First of all I said that directly talking about curves and their lifts is difficult, so we instead formulated things at the tangent space level. But now, specifying a collection of subspaces, and working with them is a little unwieldy, so we look for an alternative way to describe things. This will lead us to the connection 1-form, but first a general observation.

Fact.

Let $(X,\pi,M,G)$ be a principal bundle, $m:X\times G\to X$ the group action map, and let $VX$ be the vertical subbundle. Then, the mapping $\Phi:X\times\mathfrak{g}\to VX$ given by $\Phi(\xi,\gamma):=T\left(m(\xi,\cdot)\right)_e[\gamma]$ is smooth, fiberwise linear and makes the following diagram commute:

$\require{AMScd}$ \begin{CD} X\times\mathfrak{g} @>{\Phi}>> VX \\ @V{\text{pr}_1}VV @VV{\pi|_{VX\to X}}V \\ X @>>{\text{id}_X}> X \end{CD} In other words, $\Phi$ provides a vector bundle isomorphism from the trivial vector bundle $X\times\mathfrak{g}$ over $X$, onto the vector bundle $VX$ over $X$.

In essence, this is saying that if a group element can act on $X$, then by taking derivatives, the Lie algebra elements can also act on $X$.

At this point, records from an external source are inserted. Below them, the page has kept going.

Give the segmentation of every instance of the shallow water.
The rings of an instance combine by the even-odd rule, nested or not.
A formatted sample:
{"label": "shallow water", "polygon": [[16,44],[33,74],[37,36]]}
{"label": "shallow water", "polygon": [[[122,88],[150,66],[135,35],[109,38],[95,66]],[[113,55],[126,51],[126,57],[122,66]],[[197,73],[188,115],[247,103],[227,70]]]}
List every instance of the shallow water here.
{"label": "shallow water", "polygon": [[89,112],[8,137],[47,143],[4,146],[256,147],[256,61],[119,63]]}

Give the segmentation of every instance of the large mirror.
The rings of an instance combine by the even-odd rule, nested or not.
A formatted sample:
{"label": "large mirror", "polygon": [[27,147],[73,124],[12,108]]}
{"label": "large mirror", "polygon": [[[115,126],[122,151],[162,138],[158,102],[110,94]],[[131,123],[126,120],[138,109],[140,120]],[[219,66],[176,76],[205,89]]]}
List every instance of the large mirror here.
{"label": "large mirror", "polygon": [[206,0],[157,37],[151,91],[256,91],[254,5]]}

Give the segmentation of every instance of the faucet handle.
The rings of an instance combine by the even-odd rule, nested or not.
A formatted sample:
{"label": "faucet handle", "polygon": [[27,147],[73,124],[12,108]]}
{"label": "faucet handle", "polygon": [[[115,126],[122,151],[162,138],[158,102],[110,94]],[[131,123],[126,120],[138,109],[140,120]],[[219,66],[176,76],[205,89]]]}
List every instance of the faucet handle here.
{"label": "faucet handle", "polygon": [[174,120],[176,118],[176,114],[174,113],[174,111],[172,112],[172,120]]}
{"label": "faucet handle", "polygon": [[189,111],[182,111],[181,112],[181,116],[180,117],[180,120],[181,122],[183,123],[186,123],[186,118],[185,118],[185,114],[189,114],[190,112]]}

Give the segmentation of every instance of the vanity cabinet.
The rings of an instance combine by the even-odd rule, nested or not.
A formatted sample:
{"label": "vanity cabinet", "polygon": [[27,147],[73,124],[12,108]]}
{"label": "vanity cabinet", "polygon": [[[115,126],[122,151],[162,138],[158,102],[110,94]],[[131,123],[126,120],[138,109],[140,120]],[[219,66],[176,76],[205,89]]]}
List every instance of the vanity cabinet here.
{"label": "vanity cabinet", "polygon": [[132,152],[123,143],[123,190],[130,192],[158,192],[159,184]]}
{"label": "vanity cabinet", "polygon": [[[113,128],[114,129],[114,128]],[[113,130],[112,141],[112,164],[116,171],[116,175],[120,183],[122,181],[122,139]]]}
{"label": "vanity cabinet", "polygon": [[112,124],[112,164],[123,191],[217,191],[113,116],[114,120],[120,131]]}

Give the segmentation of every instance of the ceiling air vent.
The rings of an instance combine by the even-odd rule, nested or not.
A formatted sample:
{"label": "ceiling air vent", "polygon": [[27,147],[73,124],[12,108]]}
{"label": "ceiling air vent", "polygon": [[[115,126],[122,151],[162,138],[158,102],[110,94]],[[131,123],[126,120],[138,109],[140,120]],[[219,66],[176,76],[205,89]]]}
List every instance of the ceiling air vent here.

From here, it’s basically following your nose. Suppose we have a principal connection in the form of a direct sum decomposition $TX=VX\oplus HX$. Let $P_V:TX\to VX$ be the induced projection (warning: even though the notation may indicate otherwise, the definition of $P_V$ depends on $HX$!). Now, we can consider the map $\omega$ defined as the following triple composition: $\require{AMScd}$ \begin{CD} TX @>{P_V} >> VX @>{\Phi^{-1}} >> X\times\mathfrak{g} @>{\text{pr}_2}>> \mathfrak{g}. \end{CD} This is nothing but a Lie-algebra-valued $1$-form on $X$ (why? because for each $\xi\in X$, $\omega$ restricts to a linear map $T_{\xi}X\to \mathfrak{g}$). You can check this has all the properties of the connection 1-form. To recover the subspaces, you simply take the kernel of $\omega$. This completes the link between the two ideas.


Of course I’ve glossed over several details, but that’s what textbooks are for. The only way to appreciate these concepts is to draw your own pictures and make sense of what it is you’re drawing (I personally don’t understand something unless I’ve drawn it myself… even if in hindsight I end up drawing what someone else has already drawn).


Edit: A Summary.

So far we have seen three different ways of describing the same thing. This comes down to the ‘trichotomy’ of descriptions (I’m omitting some details regarding how the group compatibility comes into play):

  • directly: This is the Ehresmann definition of just telling you outright which complementary subbundle $HX$ to choose.
  • ‘parametrically’: this means you look at the image of some other map. In my answer, I described this using the lifting map $L$; its image is what we define $HX$ to be.
  • ‘implicitly’: you take a level set of some map. The connection 1-form approach falls under this category because we define $HX$ to be the kernel of $\omega$. Note that another way of doing things is that we could specify a map $P:TX\to TX$ such that $P\circ P=P$ and its image equals $VX$. Then we can define $HX$ to be the kernel $P$ (with this approach this $P$ will equal what I called $P_V$ above. Then, $I-P$ will be the projection onto $HX$; review in the linear algebraic case if necessary).

So, there are many different ways one can formally describe something, but if you think for a moment, they’re all saying the same thing, just in a different guise. The motivation for all this comes, as always, from the really basic linear algebra case, so if in doubt, one should review the various descriptions there.